Note: If you ever find yourself in the presence of fashion designer Carolina Herrera, make sure you’re not wearing that see-through dress you made yourself using old L’eggs hose, a hot glue gun and broken beer bottle glass. Because Carolina Herrera yawns every time she sees another trick done up like Richard Simmons shat up gemstones on their naked body.
During a talk with the Washington Post, Carolina delicately lifted her gold-rimmed bone china teacup and gently shook her head before taking a sip while thinking about how fashion designers these days are trying to lure in young customers by designing “almost nekkid” clothes. As example, Carolina, who is always as put together as an Ann Taylor regional manager, brought up the Bedazzled Naked Hussy Harlot Ho Parade that went down the red carpet at the Met Gala this year. Carolina doesn’t understand how the likes of Jennifer Lopez, Beyonce and Kim Kartrashian can be considered “fashion icons” when they don’t wear any fashion. Go ahead and look those tricks up and down, Ms. Herrera:
Some designers think “it’s so modern to be naked or almost naked. They think it’s going to attract younger people if they do those dresses. No!” Herrera says emphatically. “The almost naked! Oh God! They’re trying to get people to pay attention to them. In life, there should be a little mystery.” Herrera turns to the recent Costume Institute gala to make her point. Exhibits A through C: Beyoncé and her bedazzled mosquito netting; Jennifer Lopez in a red beaded gown that was all front and back and no sides; Kim Kardashian with a train of white feathers trailing from a derriere served up for admiration.
“They’re supposed to be fashion icons and they’re not wearing anything,” Herrera says in a tone that is both exasperated and dismayed. “It’s an obsession now.”

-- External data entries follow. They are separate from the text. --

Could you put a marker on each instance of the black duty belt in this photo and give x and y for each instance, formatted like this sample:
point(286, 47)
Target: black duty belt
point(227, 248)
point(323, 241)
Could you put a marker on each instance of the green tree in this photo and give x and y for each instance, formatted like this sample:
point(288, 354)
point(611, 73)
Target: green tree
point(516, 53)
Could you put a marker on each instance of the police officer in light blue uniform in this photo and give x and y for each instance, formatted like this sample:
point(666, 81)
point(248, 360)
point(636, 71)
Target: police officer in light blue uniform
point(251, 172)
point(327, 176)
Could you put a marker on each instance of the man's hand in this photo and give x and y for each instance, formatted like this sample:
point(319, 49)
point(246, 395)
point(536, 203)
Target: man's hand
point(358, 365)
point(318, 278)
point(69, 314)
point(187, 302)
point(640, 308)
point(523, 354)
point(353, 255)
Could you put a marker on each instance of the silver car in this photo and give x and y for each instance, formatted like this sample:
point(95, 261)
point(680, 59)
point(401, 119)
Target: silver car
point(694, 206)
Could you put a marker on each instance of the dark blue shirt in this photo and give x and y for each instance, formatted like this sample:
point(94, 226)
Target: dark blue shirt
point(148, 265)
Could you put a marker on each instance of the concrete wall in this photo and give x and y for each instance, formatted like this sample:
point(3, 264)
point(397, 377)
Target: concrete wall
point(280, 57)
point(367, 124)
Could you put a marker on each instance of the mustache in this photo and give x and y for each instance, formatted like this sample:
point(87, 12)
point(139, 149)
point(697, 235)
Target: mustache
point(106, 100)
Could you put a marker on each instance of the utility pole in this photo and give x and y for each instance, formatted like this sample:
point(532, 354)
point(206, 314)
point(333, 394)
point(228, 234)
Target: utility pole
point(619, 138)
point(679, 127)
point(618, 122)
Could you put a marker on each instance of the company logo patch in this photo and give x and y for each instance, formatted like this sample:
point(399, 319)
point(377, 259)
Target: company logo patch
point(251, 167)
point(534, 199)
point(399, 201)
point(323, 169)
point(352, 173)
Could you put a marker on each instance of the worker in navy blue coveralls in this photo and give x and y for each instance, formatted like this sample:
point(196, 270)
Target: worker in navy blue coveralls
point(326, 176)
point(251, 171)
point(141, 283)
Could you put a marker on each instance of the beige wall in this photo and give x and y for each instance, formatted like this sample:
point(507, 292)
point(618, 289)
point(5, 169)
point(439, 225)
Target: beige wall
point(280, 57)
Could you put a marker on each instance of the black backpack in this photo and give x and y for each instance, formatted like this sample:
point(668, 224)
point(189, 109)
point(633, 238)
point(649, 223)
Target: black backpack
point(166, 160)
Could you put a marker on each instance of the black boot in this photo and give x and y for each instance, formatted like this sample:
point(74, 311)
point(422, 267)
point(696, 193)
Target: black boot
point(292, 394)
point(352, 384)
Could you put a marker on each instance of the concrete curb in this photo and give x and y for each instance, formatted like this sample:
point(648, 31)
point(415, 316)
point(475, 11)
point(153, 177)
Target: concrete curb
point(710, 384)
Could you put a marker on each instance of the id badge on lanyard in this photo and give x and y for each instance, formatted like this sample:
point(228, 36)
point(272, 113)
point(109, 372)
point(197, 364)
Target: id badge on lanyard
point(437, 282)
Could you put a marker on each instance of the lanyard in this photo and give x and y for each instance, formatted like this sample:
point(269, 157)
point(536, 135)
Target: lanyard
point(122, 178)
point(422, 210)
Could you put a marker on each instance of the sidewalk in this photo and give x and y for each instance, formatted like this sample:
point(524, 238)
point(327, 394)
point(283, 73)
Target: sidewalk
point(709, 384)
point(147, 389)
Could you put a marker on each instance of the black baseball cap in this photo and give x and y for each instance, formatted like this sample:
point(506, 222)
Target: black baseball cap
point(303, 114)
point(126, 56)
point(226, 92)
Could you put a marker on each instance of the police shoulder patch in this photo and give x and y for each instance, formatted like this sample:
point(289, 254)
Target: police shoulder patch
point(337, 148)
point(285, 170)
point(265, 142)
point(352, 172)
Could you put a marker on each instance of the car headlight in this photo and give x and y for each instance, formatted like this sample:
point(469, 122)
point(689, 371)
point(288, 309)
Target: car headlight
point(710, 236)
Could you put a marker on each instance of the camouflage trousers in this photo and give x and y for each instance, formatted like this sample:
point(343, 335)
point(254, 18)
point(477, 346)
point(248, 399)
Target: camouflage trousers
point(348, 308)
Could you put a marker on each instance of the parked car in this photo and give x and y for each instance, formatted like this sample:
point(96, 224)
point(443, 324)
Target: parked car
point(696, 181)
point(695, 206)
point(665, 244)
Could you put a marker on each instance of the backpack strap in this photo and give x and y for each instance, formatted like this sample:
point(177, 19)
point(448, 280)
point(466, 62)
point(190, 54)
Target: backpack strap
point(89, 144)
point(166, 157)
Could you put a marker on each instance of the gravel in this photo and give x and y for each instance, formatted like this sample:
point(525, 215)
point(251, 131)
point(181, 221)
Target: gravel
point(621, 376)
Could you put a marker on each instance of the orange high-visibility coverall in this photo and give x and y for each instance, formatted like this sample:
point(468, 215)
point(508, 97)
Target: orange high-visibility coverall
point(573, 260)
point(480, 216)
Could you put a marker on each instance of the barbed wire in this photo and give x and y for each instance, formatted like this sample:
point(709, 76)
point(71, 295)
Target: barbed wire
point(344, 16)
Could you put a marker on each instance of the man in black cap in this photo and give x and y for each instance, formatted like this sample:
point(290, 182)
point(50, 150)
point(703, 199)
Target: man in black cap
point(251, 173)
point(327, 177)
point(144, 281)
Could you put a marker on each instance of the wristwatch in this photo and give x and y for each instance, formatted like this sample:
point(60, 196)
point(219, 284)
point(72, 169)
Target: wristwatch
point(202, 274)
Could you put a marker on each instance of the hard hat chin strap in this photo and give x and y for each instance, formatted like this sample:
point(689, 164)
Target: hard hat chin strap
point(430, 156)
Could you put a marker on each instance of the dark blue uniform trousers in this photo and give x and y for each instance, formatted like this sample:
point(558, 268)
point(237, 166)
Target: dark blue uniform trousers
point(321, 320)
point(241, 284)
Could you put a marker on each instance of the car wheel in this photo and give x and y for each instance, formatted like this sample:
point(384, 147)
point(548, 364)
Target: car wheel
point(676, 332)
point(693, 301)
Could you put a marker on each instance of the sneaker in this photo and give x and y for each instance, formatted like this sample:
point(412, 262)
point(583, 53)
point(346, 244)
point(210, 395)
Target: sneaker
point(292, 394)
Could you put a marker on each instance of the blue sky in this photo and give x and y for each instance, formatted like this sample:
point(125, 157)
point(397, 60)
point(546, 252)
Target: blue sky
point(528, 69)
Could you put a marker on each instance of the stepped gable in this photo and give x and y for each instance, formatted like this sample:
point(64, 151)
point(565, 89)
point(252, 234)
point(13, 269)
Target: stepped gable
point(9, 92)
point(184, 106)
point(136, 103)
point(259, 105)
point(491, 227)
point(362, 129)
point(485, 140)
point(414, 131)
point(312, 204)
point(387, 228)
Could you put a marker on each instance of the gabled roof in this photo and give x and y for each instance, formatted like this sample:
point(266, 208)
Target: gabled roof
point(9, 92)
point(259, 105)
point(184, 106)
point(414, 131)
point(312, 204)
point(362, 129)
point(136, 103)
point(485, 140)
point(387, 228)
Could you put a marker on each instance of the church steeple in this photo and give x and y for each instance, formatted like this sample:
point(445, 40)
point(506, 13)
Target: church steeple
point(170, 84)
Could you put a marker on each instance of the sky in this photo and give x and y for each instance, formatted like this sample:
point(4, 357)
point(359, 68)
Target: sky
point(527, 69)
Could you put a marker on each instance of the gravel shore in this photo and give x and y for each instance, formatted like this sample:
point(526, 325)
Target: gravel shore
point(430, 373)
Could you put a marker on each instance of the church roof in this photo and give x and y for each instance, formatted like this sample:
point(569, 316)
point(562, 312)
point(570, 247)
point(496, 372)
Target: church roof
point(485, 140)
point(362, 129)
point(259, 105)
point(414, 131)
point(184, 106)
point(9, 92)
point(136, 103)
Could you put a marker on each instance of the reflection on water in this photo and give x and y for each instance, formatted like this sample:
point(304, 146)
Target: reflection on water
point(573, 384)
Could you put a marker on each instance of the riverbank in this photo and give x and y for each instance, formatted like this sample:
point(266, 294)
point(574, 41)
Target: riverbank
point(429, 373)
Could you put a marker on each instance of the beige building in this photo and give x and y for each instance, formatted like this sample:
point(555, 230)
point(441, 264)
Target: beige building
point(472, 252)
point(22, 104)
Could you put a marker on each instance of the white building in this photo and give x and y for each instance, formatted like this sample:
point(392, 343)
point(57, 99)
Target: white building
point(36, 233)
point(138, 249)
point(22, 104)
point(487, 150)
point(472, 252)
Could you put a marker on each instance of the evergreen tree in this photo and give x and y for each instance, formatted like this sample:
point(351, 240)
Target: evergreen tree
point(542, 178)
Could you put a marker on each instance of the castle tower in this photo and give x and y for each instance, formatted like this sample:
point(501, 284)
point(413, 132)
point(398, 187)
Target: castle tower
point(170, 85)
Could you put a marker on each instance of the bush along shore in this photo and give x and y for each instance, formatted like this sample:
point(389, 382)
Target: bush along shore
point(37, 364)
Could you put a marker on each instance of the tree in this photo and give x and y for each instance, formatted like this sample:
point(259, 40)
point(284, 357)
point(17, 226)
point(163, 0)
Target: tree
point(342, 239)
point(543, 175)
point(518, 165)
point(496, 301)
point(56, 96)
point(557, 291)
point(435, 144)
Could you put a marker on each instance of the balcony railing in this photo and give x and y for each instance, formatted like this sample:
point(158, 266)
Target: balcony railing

Oh great, now Carolina has gone and said it. In the Museum of ME-ME-ME in Kanye West and Kummy Kakes’ mansion, workers are currently painting the quote “‘Kim Kardashion… Fashion Icon…’ – Carolina Herrera” on one of the walls.
I’m with Carolina Herrera all the way. Beyonce, JLo and Kummy Kakes look like tackiness wrapped in trashiness and dipped in slivers of messy when they go out half-naked. They just don’t have the natural elegance, grace, ladylike refinement and gentility needed to pull off that look and not look like trash. They just need to stop. They are not England’s Finest Rose, Jodie Marsh, who can wear a Hot Topic belt as a nipple cover and still look like the epitome of opulence and class.
Yes, that really is Jodie Marsh. You probably looked at that picture and figured that Duchess Kate went blond. If Carolina Herrera saw that picture, she’d definitely say, “I take back the hate I threw at the naked look, because THAT is a fucking fashion icon who knows how to do it.”